The exhibitors’ job is to achieve maximum return on investment for their fee (a concept the accounting industry understands well), the first step is to get us to stop, hence the bowls of sweets and juice bars, but being seasoned visitors we are cautious because we know:

  • All that glisters is not gold.  Products that have promised the earth have disappointed when you get into the nitty gritty.

  • Our eyes must not get bigger than our stomachs.  Any new service and especially any new software we take on will take a huge investment from our side to set things up well and get engagement from our clients.

  • Some of what we see will be a flash in the pan.  We signed up a partnership with Fluidly one year which no longer exists.  The larger software providers have a habit of buying up the smaller ones and then leaving them to wither away starved of investment.

That said, we do have objectives.  Our services is founded on bring the most up to date working practices to our clients, so we are focused on some goals:

  • Making sure we are not missing something important to bring to clients

  • Getting the horizon in focus, seeing what is coming and what we should be thinking about incorporating into the practice

  • Keeping up to date with new functionality in the software we have.

  • Resolving some of the questions we keep bumping against.

  • Saying hi to some account managers.

First Impressions

The first thing that strikes me is that the biggest, shiniest and buzziest stand belongs to Sage.   This is interesting.  In years gone by that accolade would have gone to Xero.  This year Sage and Quickbooks are vying for top spot.  Investment is important in software.  Five years ago Xero had raised eye watering amounts of investment which were clearly on show, Sage and Quickbooks looked like yesterday’s technology.   This would need further investigation, although it would be a massive thing for us to move from Xero, it is important to never say never.

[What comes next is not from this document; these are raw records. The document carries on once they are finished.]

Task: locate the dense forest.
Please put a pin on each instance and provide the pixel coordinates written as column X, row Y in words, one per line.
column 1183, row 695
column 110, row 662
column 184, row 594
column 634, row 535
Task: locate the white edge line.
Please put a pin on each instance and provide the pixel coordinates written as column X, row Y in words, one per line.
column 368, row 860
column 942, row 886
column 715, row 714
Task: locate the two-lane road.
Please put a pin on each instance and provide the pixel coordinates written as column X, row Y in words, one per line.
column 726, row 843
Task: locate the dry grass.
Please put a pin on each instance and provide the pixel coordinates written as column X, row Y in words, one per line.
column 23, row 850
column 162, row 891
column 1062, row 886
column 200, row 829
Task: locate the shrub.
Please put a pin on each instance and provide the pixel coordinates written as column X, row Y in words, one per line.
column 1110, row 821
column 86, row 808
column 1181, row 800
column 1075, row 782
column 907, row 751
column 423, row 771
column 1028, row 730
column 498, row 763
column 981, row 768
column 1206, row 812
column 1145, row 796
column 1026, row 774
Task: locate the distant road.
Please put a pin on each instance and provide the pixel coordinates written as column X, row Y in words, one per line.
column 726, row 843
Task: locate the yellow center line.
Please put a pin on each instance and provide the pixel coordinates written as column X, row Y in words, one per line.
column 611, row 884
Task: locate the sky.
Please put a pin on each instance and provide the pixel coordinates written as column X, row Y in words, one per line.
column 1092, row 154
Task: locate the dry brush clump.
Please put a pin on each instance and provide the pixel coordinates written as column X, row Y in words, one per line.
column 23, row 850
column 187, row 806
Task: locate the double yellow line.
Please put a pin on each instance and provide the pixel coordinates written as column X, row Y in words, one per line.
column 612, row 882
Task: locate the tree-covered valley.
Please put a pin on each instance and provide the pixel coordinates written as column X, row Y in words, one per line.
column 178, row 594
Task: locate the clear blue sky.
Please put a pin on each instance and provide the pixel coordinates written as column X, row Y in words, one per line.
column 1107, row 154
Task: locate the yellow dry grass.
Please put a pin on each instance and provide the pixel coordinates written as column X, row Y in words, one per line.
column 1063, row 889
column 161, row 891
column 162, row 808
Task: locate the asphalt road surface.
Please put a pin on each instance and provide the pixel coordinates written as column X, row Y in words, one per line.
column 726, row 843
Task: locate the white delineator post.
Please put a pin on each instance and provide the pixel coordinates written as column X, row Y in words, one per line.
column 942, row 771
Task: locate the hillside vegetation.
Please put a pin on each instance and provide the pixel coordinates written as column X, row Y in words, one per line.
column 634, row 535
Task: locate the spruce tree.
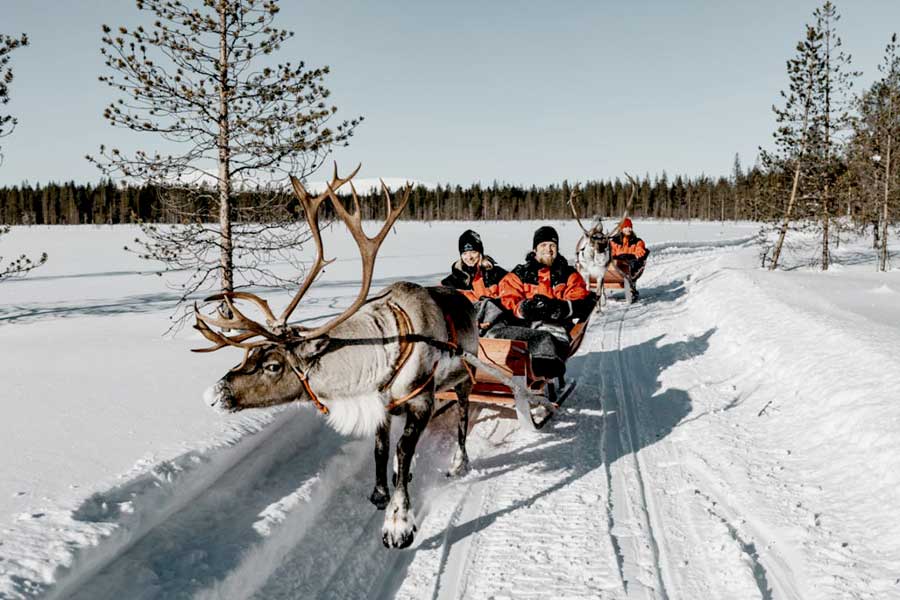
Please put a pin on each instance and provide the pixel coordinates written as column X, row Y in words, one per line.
column 874, row 148
column 201, row 77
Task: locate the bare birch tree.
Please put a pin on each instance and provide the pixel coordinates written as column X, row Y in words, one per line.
column 201, row 79
column 7, row 45
column 21, row 265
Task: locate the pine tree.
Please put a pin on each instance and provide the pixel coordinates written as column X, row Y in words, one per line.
column 793, row 135
column 831, row 120
column 201, row 77
column 874, row 147
column 7, row 45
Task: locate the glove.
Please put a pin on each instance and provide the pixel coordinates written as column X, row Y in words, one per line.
column 535, row 309
column 542, row 308
column 488, row 312
column 582, row 308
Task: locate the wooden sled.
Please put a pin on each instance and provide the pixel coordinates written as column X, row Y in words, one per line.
column 543, row 397
column 615, row 278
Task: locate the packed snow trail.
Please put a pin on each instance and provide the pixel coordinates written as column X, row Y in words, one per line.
column 571, row 512
column 666, row 475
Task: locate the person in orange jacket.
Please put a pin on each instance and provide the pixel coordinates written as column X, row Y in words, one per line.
column 477, row 277
column 545, row 293
column 629, row 249
column 545, row 287
column 474, row 275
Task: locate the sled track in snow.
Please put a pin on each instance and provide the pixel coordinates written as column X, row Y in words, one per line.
column 626, row 483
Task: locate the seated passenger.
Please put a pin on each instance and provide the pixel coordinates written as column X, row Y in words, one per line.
column 477, row 277
column 546, row 293
column 630, row 251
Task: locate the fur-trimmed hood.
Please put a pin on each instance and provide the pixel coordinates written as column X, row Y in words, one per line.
column 560, row 270
column 461, row 276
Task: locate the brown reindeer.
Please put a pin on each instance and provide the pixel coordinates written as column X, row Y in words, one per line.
column 383, row 356
column 592, row 251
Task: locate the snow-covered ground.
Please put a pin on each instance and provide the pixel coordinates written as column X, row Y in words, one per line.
column 736, row 434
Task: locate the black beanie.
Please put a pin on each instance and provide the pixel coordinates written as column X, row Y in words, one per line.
column 545, row 234
column 470, row 240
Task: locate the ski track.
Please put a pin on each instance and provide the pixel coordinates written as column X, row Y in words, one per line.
column 604, row 505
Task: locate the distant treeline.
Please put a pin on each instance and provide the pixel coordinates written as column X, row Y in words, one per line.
column 742, row 196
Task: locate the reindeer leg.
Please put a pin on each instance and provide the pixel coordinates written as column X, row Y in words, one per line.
column 399, row 521
column 380, row 495
column 460, row 463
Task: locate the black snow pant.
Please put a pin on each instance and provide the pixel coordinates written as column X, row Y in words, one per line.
column 548, row 353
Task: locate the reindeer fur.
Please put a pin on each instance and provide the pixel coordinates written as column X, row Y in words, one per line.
column 347, row 370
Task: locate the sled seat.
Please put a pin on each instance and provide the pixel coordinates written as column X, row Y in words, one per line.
column 511, row 358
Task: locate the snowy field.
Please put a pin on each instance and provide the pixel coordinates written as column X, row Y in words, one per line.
column 736, row 434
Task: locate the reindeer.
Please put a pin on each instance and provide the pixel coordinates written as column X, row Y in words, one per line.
column 593, row 254
column 383, row 356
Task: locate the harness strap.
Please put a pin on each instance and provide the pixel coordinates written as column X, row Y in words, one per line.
column 305, row 381
column 404, row 329
column 400, row 401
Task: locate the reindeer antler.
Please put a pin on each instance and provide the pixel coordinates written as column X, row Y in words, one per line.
column 572, row 197
column 311, row 209
column 274, row 329
column 634, row 187
column 368, row 247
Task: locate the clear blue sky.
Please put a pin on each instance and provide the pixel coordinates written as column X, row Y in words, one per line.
column 517, row 91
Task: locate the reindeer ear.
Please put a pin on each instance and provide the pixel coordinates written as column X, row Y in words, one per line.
column 313, row 347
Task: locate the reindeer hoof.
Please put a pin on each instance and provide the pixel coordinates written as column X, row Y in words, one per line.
column 379, row 498
column 459, row 466
column 399, row 531
column 395, row 479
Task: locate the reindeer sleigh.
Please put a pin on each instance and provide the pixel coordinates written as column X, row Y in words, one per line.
column 593, row 256
column 390, row 355
column 534, row 398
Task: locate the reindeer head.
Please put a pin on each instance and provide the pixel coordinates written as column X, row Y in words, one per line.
column 276, row 369
column 267, row 376
column 595, row 238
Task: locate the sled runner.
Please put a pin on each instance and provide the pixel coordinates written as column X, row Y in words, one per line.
column 543, row 397
column 616, row 278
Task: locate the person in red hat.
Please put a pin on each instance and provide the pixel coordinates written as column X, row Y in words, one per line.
column 630, row 250
column 477, row 276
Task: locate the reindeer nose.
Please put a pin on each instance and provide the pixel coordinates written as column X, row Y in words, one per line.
column 219, row 397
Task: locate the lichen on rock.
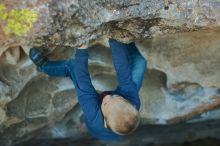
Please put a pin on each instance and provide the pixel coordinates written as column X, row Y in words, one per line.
column 180, row 40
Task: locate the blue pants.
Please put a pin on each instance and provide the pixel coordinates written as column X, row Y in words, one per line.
column 137, row 63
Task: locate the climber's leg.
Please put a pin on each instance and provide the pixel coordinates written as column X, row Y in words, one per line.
column 138, row 64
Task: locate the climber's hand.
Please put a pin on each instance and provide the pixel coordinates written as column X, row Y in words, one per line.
column 83, row 47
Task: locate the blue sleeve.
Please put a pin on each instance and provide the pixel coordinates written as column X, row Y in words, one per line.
column 87, row 95
column 120, row 62
column 127, row 88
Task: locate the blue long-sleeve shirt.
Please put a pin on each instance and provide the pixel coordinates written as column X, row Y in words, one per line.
column 90, row 100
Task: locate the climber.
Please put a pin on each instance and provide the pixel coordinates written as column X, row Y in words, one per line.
column 111, row 114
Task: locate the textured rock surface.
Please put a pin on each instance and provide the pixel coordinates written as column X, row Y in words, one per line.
column 180, row 40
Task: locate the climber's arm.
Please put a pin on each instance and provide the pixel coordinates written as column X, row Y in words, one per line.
column 87, row 96
column 127, row 88
column 121, row 64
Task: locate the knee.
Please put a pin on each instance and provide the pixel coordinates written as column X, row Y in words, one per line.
column 143, row 62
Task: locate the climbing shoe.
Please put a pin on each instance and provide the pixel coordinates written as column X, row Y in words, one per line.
column 37, row 57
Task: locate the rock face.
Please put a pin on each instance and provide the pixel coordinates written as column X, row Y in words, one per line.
column 180, row 40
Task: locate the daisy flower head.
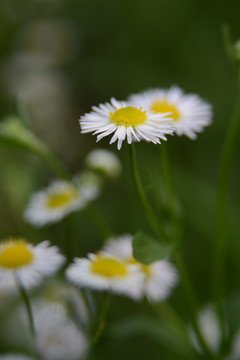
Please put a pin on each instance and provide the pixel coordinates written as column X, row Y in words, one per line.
column 57, row 336
column 104, row 162
column 107, row 273
column 189, row 112
column 28, row 264
column 53, row 203
column 125, row 121
column 160, row 277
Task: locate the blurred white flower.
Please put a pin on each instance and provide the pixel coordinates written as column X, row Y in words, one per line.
column 159, row 277
column 57, row 336
column 189, row 112
column 126, row 122
column 28, row 264
column 107, row 272
column 104, row 161
column 58, row 200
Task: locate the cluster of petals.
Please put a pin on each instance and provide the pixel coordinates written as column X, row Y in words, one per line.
column 125, row 121
column 114, row 269
column 190, row 113
column 149, row 116
column 60, row 198
column 26, row 264
column 57, row 335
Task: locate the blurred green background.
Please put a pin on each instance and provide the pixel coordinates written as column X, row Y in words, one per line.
column 60, row 57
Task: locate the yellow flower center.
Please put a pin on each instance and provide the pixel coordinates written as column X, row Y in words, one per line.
column 164, row 106
column 145, row 268
column 108, row 266
column 128, row 116
column 60, row 199
column 15, row 253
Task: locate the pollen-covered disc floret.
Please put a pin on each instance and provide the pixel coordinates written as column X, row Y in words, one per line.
column 107, row 272
column 189, row 112
column 159, row 277
column 55, row 202
column 27, row 263
column 125, row 121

The other thing I notice is less of a surprise.  AI is the buzzword, it’s everywhere.

Working the Room

So we set off on our quest.  Quite quickly I come across something I am interested in for the horizon.

Personal Finance

Accountant’s work bleeds into Financial Advisor territory.  There is a tax angle, clients want advice but also we know that people’s business goals are inextricably linked to their personal goals.  People want to buy houses, retire, take care of their children’s futures.  It is important their businesses deliver these goals and we need to be involved.  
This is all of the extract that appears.